The Shield and The Wire interestingly premiered within months of each other in 2002 and can be viewed as flip sides of the same coin. The Wire offers a macro view of a corrupt city, Baltimore, abandoning its citizens from the top down, with self-serving politicians hobbling education and law enforcement policies together with little money to spend on either. The Shield takes a micro view of how one man corrupts his city from the bottom up, with Mackey’s rotten influence poisoning both Farmington’s law enforcement and underworld.

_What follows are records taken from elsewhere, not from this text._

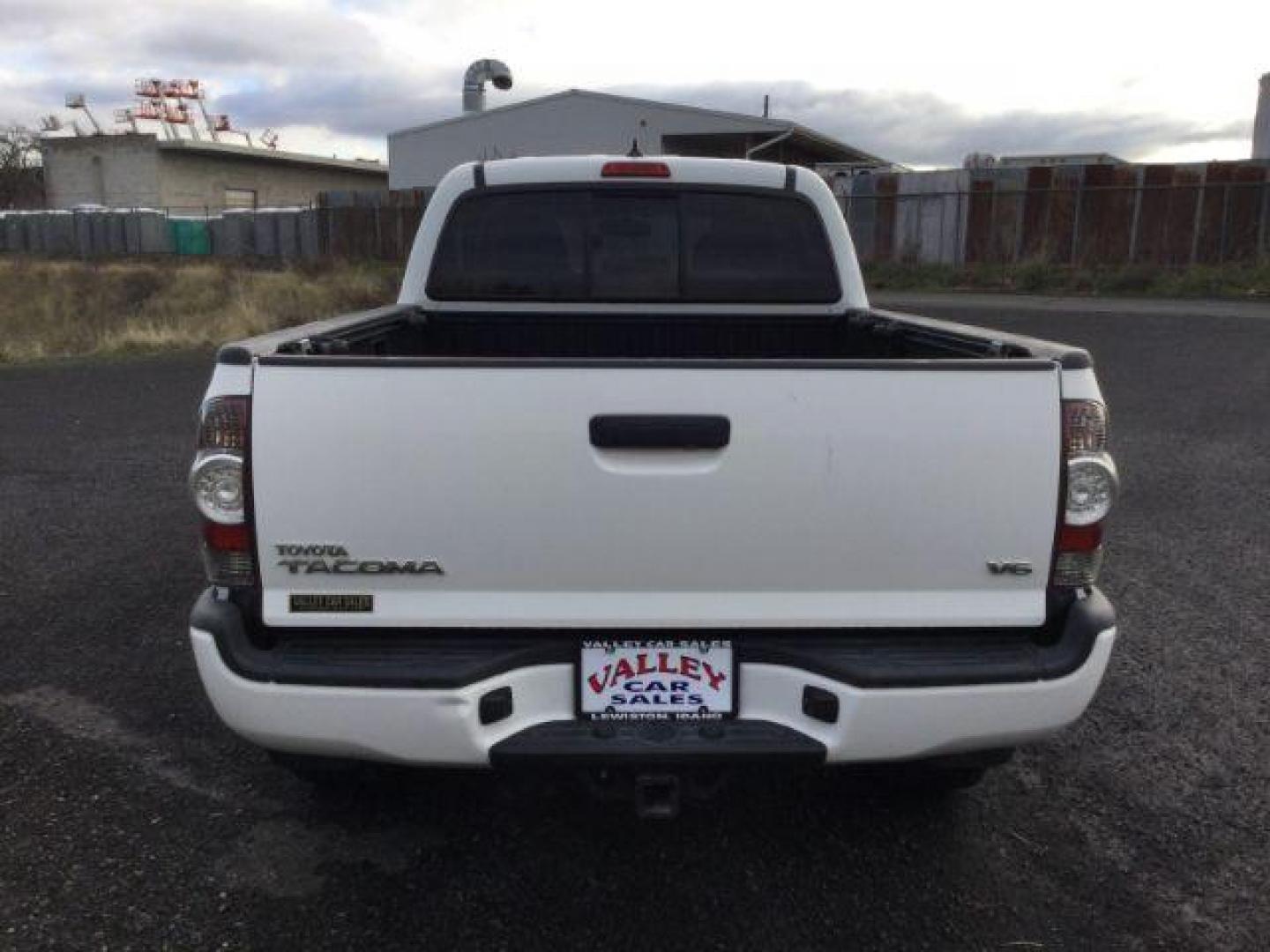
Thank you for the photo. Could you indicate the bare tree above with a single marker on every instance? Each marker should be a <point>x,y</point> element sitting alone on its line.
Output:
<point>20,175</point>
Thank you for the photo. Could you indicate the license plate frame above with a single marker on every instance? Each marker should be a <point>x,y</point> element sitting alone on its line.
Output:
<point>661,661</point>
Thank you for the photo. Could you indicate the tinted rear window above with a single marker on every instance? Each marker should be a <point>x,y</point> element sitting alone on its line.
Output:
<point>629,244</point>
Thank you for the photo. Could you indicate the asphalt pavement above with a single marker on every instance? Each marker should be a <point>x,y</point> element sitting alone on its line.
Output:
<point>130,818</point>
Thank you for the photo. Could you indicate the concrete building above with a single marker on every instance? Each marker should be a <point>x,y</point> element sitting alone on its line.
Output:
<point>580,122</point>
<point>141,170</point>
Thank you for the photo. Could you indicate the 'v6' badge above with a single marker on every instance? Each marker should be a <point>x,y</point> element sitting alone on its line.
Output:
<point>1010,566</point>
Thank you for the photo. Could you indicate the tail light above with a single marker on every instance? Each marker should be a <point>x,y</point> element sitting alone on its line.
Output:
<point>635,170</point>
<point>219,484</point>
<point>1090,489</point>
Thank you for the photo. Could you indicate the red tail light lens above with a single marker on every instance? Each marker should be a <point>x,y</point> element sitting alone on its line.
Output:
<point>219,482</point>
<point>635,170</point>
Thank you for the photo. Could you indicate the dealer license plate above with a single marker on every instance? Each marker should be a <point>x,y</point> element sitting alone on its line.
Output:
<point>673,678</point>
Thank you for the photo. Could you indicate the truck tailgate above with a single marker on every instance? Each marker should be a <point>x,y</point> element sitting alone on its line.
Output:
<point>845,495</point>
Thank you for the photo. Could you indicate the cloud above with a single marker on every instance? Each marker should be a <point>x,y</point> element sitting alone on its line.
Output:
<point>923,129</point>
<point>305,63</point>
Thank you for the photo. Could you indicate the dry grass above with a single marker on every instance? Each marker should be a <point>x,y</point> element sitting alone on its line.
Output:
<point>65,309</point>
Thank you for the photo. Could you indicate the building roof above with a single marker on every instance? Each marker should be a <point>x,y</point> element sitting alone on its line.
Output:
<point>225,150</point>
<point>756,123</point>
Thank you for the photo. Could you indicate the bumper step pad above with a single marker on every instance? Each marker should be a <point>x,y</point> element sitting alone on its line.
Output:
<point>641,743</point>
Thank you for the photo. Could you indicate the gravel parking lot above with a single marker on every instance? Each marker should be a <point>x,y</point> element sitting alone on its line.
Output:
<point>131,819</point>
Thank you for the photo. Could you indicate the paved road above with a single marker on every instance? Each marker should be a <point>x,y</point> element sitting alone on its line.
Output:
<point>130,819</point>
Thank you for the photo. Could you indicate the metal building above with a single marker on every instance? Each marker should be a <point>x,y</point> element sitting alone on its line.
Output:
<point>580,122</point>
<point>141,170</point>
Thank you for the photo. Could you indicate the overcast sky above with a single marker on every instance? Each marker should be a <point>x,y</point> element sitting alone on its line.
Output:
<point>915,83</point>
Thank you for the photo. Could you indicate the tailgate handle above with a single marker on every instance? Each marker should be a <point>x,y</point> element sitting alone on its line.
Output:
<point>660,432</point>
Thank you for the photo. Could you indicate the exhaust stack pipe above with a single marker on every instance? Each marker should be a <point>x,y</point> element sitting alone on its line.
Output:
<point>1261,127</point>
<point>478,75</point>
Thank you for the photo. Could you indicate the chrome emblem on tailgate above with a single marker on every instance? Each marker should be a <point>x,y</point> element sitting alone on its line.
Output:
<point>312,559</point>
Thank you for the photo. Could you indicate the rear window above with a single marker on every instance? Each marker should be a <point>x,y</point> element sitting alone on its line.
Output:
<point>629,244</point>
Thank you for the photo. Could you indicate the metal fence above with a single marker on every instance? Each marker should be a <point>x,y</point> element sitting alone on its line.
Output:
<point>1076,224</point>
<point>338,227</point>
<point>1068,219</point>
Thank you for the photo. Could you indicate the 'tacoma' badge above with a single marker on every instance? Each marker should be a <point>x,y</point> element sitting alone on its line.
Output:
<point>331,559</point>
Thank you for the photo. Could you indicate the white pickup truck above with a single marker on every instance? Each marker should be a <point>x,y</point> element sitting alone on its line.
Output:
<point>632,480</point>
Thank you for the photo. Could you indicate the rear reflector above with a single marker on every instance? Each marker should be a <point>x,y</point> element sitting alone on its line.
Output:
<point>1080,539</point>
<point>228,555</point>
<point>1074,570</point>
<point>224,424</point>
<point>228,539</point>
<point>635,170</point>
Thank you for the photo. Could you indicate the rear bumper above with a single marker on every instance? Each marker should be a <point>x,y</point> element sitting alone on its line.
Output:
<point>875,721</point>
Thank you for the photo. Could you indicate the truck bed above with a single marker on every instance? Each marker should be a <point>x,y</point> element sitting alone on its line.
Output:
<point>407,333</point>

Like the Sopranos and Breaking Bad, The Shield is at its heart about family. The Strike Team is a brotherhood, their loyalty to each other taking priority over all else—often their own blood. And Mackey, the team’s paterfamilias, will do anything for his kids, even if it means covering up Vendrell’s racially-charged beating of a fellow cop. Detectives Holland “Dutch” Wagonbach, brilliant yet socially awkward, and Claudette Wyms, a dedicated Black detective who rose through the ranks when there were few African Americans on the force, forge an uneasy alliance at first, but eventually come to rely on each other. Vic’s wife, Corrine, is played by creator Shawn Ryan’s real-life spouse Cathy Cahlin Ryan, and his eldest daughter, Cassidy, is played by Michael Chiklis’s real-life daughter Autumn (now an author in her own right).Like the Sopranos and Breaking Bad, The Shield is at its heart about family.

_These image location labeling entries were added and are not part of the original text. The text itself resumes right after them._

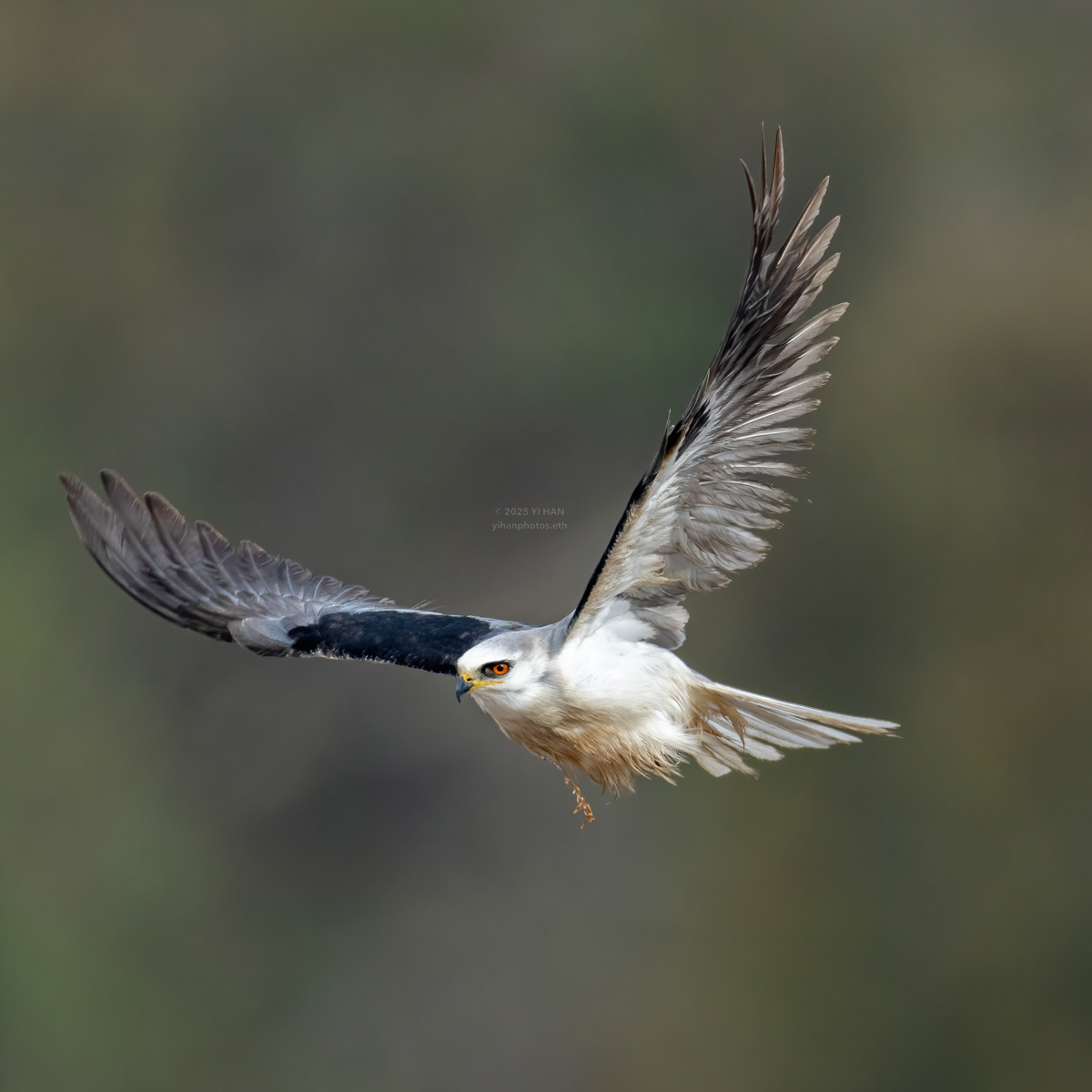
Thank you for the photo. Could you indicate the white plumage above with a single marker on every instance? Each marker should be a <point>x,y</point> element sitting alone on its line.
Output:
<point>600,692</point>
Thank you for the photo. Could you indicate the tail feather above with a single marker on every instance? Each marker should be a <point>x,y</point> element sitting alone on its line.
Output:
<point>738,725</point>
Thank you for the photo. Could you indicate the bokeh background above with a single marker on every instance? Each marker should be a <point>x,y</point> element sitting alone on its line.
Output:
<point>347,278</point>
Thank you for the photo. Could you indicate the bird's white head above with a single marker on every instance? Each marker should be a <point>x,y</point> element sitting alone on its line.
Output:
<point>507,669</point>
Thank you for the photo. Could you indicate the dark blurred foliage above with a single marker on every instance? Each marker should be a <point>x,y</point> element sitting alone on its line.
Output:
<point>344,278</point>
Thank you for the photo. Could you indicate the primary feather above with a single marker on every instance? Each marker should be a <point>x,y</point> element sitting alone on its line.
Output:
<point>600,692</point>
<point>694,517</point>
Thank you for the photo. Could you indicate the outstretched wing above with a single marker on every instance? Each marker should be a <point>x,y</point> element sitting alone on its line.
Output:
<point>196,578</point>
<point>693,519</point>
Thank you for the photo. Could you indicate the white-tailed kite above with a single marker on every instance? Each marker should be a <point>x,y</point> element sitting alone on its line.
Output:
<point>600,692</point>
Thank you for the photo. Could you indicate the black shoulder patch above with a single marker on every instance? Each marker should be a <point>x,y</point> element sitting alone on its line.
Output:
<point>431,642</point>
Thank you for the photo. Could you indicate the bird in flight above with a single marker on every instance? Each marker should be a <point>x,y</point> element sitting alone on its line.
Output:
<point>600,693</point>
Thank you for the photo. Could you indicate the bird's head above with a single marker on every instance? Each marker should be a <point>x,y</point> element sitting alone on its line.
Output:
<point>503,667</point>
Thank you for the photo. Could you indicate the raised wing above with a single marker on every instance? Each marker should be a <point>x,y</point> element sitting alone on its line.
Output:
<point>693,519</point>
<point>196,578</point>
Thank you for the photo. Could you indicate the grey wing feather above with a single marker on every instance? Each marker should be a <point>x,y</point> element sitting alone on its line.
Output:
<point>196,578</point>
<point>696,517</point>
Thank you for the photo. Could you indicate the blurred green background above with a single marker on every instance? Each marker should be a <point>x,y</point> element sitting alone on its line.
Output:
<point>345,278</point>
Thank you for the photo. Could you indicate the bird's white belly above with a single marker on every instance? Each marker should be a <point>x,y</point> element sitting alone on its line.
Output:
<point>611,708</point>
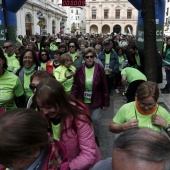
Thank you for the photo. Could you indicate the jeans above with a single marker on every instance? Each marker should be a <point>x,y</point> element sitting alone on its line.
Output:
<point>167,71</point>
<point>95,115</point>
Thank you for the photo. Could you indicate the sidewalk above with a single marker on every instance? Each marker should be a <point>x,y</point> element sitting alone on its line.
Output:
<point>107,138</point>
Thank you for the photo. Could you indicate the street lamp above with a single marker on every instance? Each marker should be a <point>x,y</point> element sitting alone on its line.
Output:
<point>40,17</point>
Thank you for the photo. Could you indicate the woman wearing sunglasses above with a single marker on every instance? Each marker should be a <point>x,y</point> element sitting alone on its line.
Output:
<point>75,53</point>
<point>43,57</point>
<point>65,72</point>
<point>11,90</point>
<point>143,112</point>
<point>90,87</point>
<point>29,64</point>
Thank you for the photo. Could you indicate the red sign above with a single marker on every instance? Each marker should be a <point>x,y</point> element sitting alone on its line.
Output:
<point>73,3</point>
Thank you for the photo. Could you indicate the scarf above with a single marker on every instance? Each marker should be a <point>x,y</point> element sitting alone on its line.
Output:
<point>28,71</point>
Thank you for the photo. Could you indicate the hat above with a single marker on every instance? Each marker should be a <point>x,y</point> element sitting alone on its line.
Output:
<point>58,40</point>
<point>106,42</point>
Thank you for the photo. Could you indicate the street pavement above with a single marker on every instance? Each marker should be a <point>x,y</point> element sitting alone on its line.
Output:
<point>107,138</point>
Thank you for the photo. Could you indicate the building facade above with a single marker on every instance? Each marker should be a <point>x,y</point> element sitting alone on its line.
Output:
<point>167,18</point>
<point>52,18</point>
<point>76,18</point>
<point>107,16</point>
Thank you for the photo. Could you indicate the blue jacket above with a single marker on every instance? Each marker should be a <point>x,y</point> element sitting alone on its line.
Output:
<point>114,62</point>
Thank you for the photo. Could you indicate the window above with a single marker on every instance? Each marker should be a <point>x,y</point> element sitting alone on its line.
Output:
<point>93,13</point>
<point>106,14</point>
<point>129,14</point>
<point>167,11</point>
<point>117,15</point>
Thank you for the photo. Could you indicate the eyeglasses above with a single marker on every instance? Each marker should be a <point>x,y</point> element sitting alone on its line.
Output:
<point>27,58</point>
<point>32,87</point>
<point>143,105</point>
<point>71,46</point>
<point>6,47</point>
<point>43,55</point>
<point>90,56</point>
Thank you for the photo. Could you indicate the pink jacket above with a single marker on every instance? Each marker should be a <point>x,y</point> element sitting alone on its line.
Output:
<point>82,150</point>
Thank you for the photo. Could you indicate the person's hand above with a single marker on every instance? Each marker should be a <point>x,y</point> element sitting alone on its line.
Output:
<point>158,120</point>
<point>130,124</point>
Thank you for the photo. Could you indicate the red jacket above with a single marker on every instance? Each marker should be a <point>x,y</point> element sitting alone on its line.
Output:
<point>100,95</point>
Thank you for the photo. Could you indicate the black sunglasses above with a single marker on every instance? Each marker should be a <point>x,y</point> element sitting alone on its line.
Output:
<point>90,56</point>
<point>32,86</point>
<point>43,54</point>
<point>6,47</point>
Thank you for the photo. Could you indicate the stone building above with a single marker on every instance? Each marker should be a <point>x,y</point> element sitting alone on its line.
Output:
<point>76,16</point>
<point>107,16</point>
<point>53,18</point>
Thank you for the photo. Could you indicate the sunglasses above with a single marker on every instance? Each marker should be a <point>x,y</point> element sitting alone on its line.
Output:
<point>6,47</point>
<point>90,56</point>
<point>32,87</point>
<point>43,55</point>
<point>28,58</point>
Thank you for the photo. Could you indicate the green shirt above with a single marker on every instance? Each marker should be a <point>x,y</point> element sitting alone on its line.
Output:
<point>53,47</point>
<point>73,55</point>
<point>28,91</point>
<point>127,112</point>
<point>89,72</point>
<point>107,62</point>
<point>137,60</point>
<point>12,62</point>
<point>133,74</point>
<point>60,75</point>
<point>10,87</point>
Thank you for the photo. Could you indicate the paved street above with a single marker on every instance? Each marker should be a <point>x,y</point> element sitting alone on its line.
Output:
<point>116,101</point>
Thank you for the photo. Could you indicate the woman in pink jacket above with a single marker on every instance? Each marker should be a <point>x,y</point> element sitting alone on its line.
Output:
<point>69,122</point>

The Mackey/Vendrell relationship is the centerpiece of The Shield: Vic is Shane’s surrogate father, and Shane’s arrogance is cover for his insecurity and neediness. In one unforgettable scene, Shane visits Vic in the hospital as he recovers from a bullet wound. Vic, heavily drugged, promises to take Shane golfing once he’s on his feet. Shane nearly breaks down in tears. Shane desperately wants to follow in his surrogate father’s footsteps—but he doesn’t have Mackey’s intellect, foresight, or patience. And as Shane gradually becomes a Frankenstein of Vic’s own creation, the full, operatic tragedy of The Shield takes form.
For seven seasons, The Shield more than held its own against two of the greatest crime shows of all time in The Sopranos and The Wire. Gritty and riveting, brutal yet heartwrenching, Vic Mackey’s corrupt soul eventually poisons everything around him, tearing lives and families apart as even he begins to realize the full, terrible scope of his actions, all leading to perhaps the greatest series finale in television history. In the final episodes of The Sopranos and Breaking Bad, the suspense is primarily driven by the question: “will Tony/Walter die?” But The Shield had something far more complicated, and far more harrowing, in mind. In the end, The Shield was never about whether Vic Mackey would live or die, but about the terrible legacy he created. Without Vic Mackey showing just how much the “hero” of a story could push the envelope, there may not have been a Walter White. The Shield holds up to this day as one of the greatest—and most influential—television shows of all time.